One of last year's most celebrated re-releases, J.-P. Melville's Army of Shadows played like a dark, dreary punch to the gut. This year, Rialto Pictures treats us to more of an ornery prick of the finger or a chill down the spine in the form of Le Doulos.

Full of cheap thrills and clever twists, Le Doulos presents a similarly doomed cast of characters, but from the standard film noir milieu (gangsters and the cops who tail them) rather than Shadows' harrowingly grim band of freedom-fighters.
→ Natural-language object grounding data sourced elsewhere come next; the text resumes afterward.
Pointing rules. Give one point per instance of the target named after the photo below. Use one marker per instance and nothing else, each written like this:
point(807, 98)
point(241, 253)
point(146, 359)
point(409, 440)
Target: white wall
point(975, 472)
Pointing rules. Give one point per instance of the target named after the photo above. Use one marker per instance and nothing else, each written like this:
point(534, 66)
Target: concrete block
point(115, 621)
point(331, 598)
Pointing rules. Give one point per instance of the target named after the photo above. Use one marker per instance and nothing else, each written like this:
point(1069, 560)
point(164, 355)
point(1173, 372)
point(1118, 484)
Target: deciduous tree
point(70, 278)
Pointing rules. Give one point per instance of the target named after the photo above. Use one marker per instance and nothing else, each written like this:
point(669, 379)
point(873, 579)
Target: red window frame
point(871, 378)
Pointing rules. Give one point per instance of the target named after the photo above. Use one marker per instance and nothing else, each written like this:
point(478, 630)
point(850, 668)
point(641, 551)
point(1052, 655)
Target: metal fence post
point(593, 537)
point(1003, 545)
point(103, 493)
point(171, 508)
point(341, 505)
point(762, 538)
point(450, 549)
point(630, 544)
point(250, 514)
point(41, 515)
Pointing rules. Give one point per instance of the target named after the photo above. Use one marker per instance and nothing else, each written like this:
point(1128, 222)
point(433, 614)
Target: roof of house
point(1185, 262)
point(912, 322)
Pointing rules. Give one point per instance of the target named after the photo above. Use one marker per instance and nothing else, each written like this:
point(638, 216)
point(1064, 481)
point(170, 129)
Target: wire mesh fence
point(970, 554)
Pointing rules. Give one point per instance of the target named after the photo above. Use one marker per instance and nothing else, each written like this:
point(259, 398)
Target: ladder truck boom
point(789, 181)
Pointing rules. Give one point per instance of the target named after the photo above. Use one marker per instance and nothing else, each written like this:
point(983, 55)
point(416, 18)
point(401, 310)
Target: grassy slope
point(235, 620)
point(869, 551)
Melville shot his wartime France in leaden gray tones, but here Belmondo and company flit between light and dark, right from the opening scene where Serge Reggiani's recent parolee, Maurice Faugel, emerges from underneath an elevated railway, strolling forward half in sunlight, half in shadow.

When Maurice meets his benefactor, a man who says he has a job for him, a small flame flickers on the table. Later in an outside view of the house we see a stumbled-into lamp oscillating wildly in their room, or rather the effect of the lamp as the window changes from light to dark and back again. Indeed, even the climactic shooting (the last in a long series) plays out in a darkly humorous mistaken-identity silhouette.

Jean-Paul Belmondo's Silien makes a striking entrance with his face entirely shrouded by a hat underneath an overhead light in the hallway outside the apartment of Maurice's girl. Dialogue in an earlier scene had led us to believe that he was something of a traitor, though as with anyone else in the picture, we find it necessary to hedge our bets about his loyalty until the end. He emerges, naturally, with the smile of a Cheshire cat.

Melville keeps our view of the crooks' hidden alliances shifting constantly, including kindhearted cops and old girlfriends who either make themselves useful or get in the way and wind up dead. The score is restrained and contemplative, as if we're meant to be coolly studying the intricacies of these underworld ties, attempting to solve the puzzle of who will earn the last laugh, perhaps with a whiskey in hand, much like the one Silien holds while he seduces and then tortures the girl in her apartment for vital information.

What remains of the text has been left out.